A variety of methods are available for imaging polarimetry [8–10]. Tyo [8] provided an excellent overview of existing imaging polarimetry methods. Most either require a series of measurements or make use of polarization selective pixels integrated into a sensor array. In this work we extend a concept first introduced by Ramkhalawon, Beckley and Brown [11–13], in which a polarization dependent point spread function produced by a stress-engineered optical (SEO) element can provide quantitative polarization information from the image of a point source. The key to the concept is a natural redundancy in sensor based imaging, in which it is typical for many pixels to be contained within a single optical point spread function. By encoding the polarization into a point spread function, it is possible to recover the polarization state of the source.

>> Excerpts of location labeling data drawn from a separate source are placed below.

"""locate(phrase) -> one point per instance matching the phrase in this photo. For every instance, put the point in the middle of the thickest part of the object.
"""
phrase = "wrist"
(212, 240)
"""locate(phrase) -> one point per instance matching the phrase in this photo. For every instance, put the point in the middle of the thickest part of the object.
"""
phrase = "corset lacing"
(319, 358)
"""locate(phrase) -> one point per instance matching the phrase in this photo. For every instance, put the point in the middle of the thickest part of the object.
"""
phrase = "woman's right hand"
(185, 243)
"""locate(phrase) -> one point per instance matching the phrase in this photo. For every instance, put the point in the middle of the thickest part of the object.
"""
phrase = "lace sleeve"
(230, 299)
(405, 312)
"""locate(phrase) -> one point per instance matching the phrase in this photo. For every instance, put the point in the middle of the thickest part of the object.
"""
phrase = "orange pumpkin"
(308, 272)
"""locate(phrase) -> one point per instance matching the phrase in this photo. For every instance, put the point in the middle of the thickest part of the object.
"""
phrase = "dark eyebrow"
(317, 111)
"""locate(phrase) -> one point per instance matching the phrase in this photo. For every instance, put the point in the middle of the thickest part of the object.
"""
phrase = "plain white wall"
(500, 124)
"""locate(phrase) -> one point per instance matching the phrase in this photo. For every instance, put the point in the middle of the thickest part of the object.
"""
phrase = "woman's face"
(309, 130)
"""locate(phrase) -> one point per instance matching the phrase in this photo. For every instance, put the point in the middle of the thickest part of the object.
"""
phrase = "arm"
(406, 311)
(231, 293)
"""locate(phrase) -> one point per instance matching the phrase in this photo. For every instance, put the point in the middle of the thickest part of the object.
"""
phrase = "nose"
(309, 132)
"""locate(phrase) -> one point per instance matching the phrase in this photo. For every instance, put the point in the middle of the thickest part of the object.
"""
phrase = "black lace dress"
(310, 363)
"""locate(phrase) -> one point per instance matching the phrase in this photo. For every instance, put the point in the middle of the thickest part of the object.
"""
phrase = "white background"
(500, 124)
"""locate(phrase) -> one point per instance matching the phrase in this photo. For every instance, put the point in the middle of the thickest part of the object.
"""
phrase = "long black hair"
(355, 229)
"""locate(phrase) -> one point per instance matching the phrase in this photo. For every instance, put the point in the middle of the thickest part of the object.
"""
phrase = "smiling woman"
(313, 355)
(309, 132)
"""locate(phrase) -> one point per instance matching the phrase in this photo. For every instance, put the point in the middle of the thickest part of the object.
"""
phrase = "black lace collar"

So far, two extensions of the method have been reported: Zimmerman [14] extended the recovery method of references [11,12] to a pinhole array for polarization mapping; Sivankutty et. al. [15] applied the method to polarization recovery from a multicore fiber using a maximum likelihood estimate. In this paper we report a simplified Stokes recovery algorithm, describe the calibration in detail, and investigate the accuracy of the method using the pinhole array as a spatial ensemble. We show that an angular variance within about 10 milliradians of the nominal Stokes vector can readily be achieved with an inexpensive sensor and no moving parts. In the following section we review how a stressed optical element introduces a polarization dependent aberration that allows an accurate measurement of the Stokes parameters over the image field.

2. System description

Optical stress engineering is the deliberate use of stress to modify an optical element [13]. In this arrangement, stress is symmetrically applied to the periphery of a BK7 glass window (diameter 12.7, thickness 8 mm) using the procedure described in [13]. For threefold (trigonal) symmetry, the birefringence increases from the center in a manner approximately proportional to the radius of the element. In result, the SEO also has a spatially varying fast axis over the cross section. This combination of spatially varying fast axis and radially varying retardance results in a spatially varying wave plate; such that each point over the cross section of a laser beam passing through the SEO experiences a different retardance. An in depth overview of the SEO used in this arrangement, it’s fabrication and extended properties can be found in [16].

In Fig. 1, a camera lens forms the image of a particular scene or object on the pinhole array. That pinhole array is then the object plane of the relay system; with a stressed engineered optical (SEO) element placed in the pupil plane of the relay system, each object point is imaged to the sensor array with an aberration that is uniquely correlated to the input polarization.

 figure: Fig. 1

Fig. 1 Relay system in which an image is sampled by a pinhole array and relayed through an optical system to a CCD. The combination of the SEO element in the pupil and the analyzer produce a polarization dependent point spread function. Typical dimensions: doublet focal length(s) of 100mm, lens diameters of 10mm, aperture stop of 2mm.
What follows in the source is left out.